[greenstone-users] How the word separator character is defined?

From Biligsaikhan B.
DateTue Nov 10 15:24:21 2009
Subject [greenstone-users] How the word separator character is defined?
Dear list and Katherine,

Where can I define my own "word separator character" or bypass some
characters in word separator functions in the Greenstone?

It seems like, my collection in the Greenstone is considering some
Unicode special control characters as a space. For example, according to
the Unicode standard, Mongolian text contents have four special control
characters to change shapes (glyphs). Those are 1.Free Variation
Selector One(FSV1) (U+180B), 2. Free Variation Selector Two
(FSV2)(U+180C), 3. Free Variation Selector Three (FSV3)(U+180D) and 4.
Mongolian vowel separator (MSV)(U+180E). Those control characters must
be considered as a part of the word whether are in the middle, beginning
and end of the word. For example, abc'MSV'defg is the single word, not
two words 'abc' and 'defg'. I`ve failed to retrieve such words in the
Greenstone. The Greenstone retrieves Mongolian words with control
characters as two or more separate words (several control characters
could used in a single word).

So how can I consider Mongolian control characters in the Greenstone?

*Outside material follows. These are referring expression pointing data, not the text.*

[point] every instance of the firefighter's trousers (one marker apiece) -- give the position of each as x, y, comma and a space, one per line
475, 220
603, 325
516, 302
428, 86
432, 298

Your advices and tricks needed.

Thank you,

Biligsaikhan B.

Biligsaikhan Batjargal, M.Eng.
Ph.D. Candidate, Graduate School of Science and Engineering, Ritsumeikan University
Research Assistant, Digital Humanities Center for Japanese Arts and Cultures,
Ritsumeikan University
Biwako-Kusatsu Campus
1-1-1 Noji-Higashi,
Kusatsu, Shiga 525-8577, JAPAN
Phone: +81+77-561-5202 (ex. 6731)